Remember, before having any conversations with the Agency about your client’s plan or funding, make sure you have your client’s consent, respecting their privacy and rights under the NDIS framework.

4. Talk it out

When insufficient funds isn’t the barrier to receiving payment, but client dissatisfaction is, Selwyn suggests getting to the root of the problem together, or with a neutral third party.

“Engage in open and empathetic communication with the participant to understand their perspective and address any concerns or misunderstandings directly,” he says.

“It’s crucial to review the service agreement together, as it outlines the expectations and obligations of both parties, and to discuss any discrepancies between the services delivered and the client’s expectations.

“If this direct approach doesn’t resolve the dispute, the provider can suggest involving a neutral third party to help facilitate a resolution.”

Selwyn adds that providers can also seek guidance from the NDIS Quality and Safeguards Commission, which offers resources and support for resolving disputes between providers and participants.

“Throughout this process, maintaining detailed records of services provided, communications, and attempts at resolution is essential,” says Selwyn.

“Providers should remain committed to finding a resolution that respects the client’s rights and needs, while ensuring that services are appropriately compensated.

“This balanced approach encourages a resolution that supports the ongoing provider/client relationship and upholds the principles of the NDIS framework.”

5. Seek advice from the Agency

If a resolution hasn’t been found, providers can contact the NDIA for guidance about how to proceed.

The Agency can offer advice, and in some cases it can intervene.
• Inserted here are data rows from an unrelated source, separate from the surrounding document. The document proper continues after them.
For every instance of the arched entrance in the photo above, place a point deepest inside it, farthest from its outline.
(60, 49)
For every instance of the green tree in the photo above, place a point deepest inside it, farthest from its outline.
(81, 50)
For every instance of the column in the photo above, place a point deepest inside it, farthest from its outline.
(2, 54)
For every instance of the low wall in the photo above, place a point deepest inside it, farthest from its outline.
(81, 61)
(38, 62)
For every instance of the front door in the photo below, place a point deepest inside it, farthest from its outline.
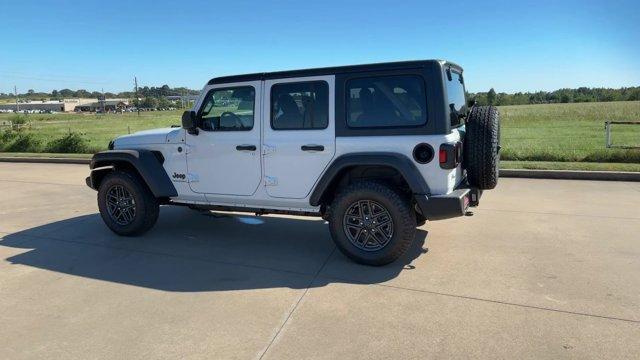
(224, 157)
(299, 133)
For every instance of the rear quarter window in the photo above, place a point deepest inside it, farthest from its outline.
(456, 96)
(386, 101)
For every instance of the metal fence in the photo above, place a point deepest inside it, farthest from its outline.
(608, 136)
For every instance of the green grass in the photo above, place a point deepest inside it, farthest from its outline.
(46, 155)
(569, 132)
(547, 133)
(98, 130)
(549, 165)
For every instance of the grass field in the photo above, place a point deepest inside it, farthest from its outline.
(547, 133)
(569, 132)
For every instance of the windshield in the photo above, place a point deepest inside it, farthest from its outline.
(457, 102)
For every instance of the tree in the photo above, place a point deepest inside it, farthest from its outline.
(491, 97)
(149, 102)
(164, 103)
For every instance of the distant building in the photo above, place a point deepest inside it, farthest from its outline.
(66, 105)
(107, 105)
(182, 97)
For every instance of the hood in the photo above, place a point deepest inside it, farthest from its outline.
(146, 137)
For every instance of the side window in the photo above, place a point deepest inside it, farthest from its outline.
(296, 106)
(457, 102)
(229, 109)
(387, 101)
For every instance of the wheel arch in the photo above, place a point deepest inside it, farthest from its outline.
(146, 164)
(345, 164)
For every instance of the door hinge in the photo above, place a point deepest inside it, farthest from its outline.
(268, 149)
(191, 177)
(270, 181)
Make sure you’ve exhausted all available avenues for resolution first though, including internal dispute resolution mechanisms, mediation, and consultation with the NDIS Quality and Safeguards Commission.
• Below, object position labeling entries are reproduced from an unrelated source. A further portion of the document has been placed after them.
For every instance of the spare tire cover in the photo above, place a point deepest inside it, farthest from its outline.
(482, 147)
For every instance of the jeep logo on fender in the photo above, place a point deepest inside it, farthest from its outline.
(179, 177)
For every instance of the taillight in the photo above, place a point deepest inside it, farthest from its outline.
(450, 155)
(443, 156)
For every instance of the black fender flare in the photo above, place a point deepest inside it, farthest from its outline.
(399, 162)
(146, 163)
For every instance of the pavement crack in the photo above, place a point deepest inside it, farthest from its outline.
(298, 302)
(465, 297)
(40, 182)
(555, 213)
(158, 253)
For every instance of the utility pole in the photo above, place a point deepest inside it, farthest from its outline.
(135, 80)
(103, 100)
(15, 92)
Prevention is better than a cure

There’s steps you can take to minimise the risk of your invoices going unpaid.

Clearly worded service agreements are key to managing the financial relationship between providers and their clients.

“Be sure your service agreement outlines the scope of services, payment terms, schedules, and the dispute resolution process,” says Selwyn. “Ensure the language is accessible and clearly understood by the participant.”
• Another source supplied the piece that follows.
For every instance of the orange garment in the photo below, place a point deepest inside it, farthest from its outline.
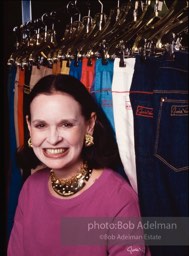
(87, 74)
(65, 70)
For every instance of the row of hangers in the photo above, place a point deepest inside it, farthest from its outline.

“Take the time to explain service agreements to clients, focusing on payment obligations and how services will be billed.

“Check they understand their plan budgets and how your services fit within them.”

Transparent pricing is vital too, and best practice providers are up front about the cost of their services, often providing a detailed quote alongside an explanation of the NDIS Pricing Arrangements and Price Limits and how their services are billed against it.

This clarity helps participants to budget for the supports they need, so they can work with the providers they choose.

To support clients and assist with continuity of payment, Selwyn recommends implementing a consistent billing cycle and issuing regular, itemised invoices that clearly correspond to the services provided.

He says regular progress reports that outline service outcomes and participant achievements can also help clients to see the value a provider delivers and open conversations about supports and the wider client/provider relationship.

“Establish open lines of communication for participants to express concerns or changes in their support needs,” says Selwyn.

“Being responsive and flexible can prevent minor issues from escalating.

“Providers may want to schedule regular meetings with their clients to review service agreements, discuss services and outcomes, and address any potential issues early in the picture.

“Keep detailed records of services provided, communications, and any adjustments to the service agreement. Documentation can help resolve disputes by providing a clear history of the relationship.”